Домашние дела: рыбки и кошка. Непонятное метание по дому. Катя никак не могла сообразить, что с ней. Вроде разобрались, ничего страшного не будет. Подумаешь, походит с десяток раз и заново расскажет историю белочки. Все же хорошо! Тогда почему на душе так тоскливо...

Непривычная нервозность, разные глупости из детства – юности. Неловкие ситуации, о которых, казалось, забыла давным-давно. С чего вдруг все это начинает сейчас выбираться на свет? А главное, что с этим делать...

Понятно, катализатором послужило вчерашнее событие, но как быть дальше?! Истерики не было. Катя словно воспринимала все через стекло, даже мама отреагировала адекватней, а вот она как деревянная. Такой странный отходняк? И как быть дальше? Отмахнуться, подумать, записать...

Вспомнился отрывок, услышанный по радио в машине: “Запишите все, что тревожит, и сожгите, отпуская прошлое”.

Но ее ничего не тревожит. Просто глупые воспоминания. Ладно, хуже не будет.

Пара листов альбомной бумаги, карандаш. Хорошо, когда в доме полно карандашей и нет ни одной ручки – легко написать, легко стереть. Кухонный стол. И вперед...
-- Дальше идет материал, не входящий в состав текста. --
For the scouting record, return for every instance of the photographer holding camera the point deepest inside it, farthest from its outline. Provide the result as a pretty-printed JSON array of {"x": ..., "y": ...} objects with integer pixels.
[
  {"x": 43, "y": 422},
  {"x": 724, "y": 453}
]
Катя, недолго думая, начала с самого простого: описала свое последнее воспоминание, свои ощущения. Потом следующее. И еще одно. Дальше, дальше, дальше... Бумага закончилась, пришлось взять еще один лист из альбома. А потом и сам альбом.

Пришла мама, Катя встретила ее в коридоре, выслушала, как прошел вечер, и снова вернулась к записям. Мама после ванны заглянула, пожелала спокойной ночи и ушла, ничего не спросив. Даже странно.

Девушка продолжила писать. Теперь все казалось проще. Чего она хочет? Чего боится? Что не устраивает в жизни? Почему, зачем, как...

Слова ложились быстро и даже коряво, но сама суть написанного поражала. Катя всегда считала себя уверенной и твердо стоящей на ногах, а оказывается, она совершенно не такая. Неуверенность и ощущение своей слабости – откуда? Почему-то вдруг выяснилось, что без своего дома она чувствует себя неприкаянной сиротой, боится одиночества. Страшно признать, что лучшие годы позади и встретить кого-то в тридцать лет уже нереально. Она стесняется своей ущербности – материнский инстинкт никак не просыпается, но и отмечать восемнадцатилетние сына в пятьдесят лет не хочет.

Откуда взялось последнее – вообще неразрешимая загадка.

Допустим, одинокая старость и все такое прочее, но это?! Учитывая неготовность к материнству!

Бред, да и только, но какой познавательный! Он бы никогда не подумала, что воспринимает мир так, через не просто призму очков, а словно нацепив противогаз. И что со всем этим делать?

Свои страхи как бы поняла, в себе разобралась – и что? К несчастью, ту передачу она до конца так и не дослушала.

Посмотрела на плиту, перевела взгляд на бумагу. Сжечь? Не сжечь? Будет ли она это перечитывать?

НЕТ.

Помнить будет, но перечитывать – НИ ЗА ЧТО!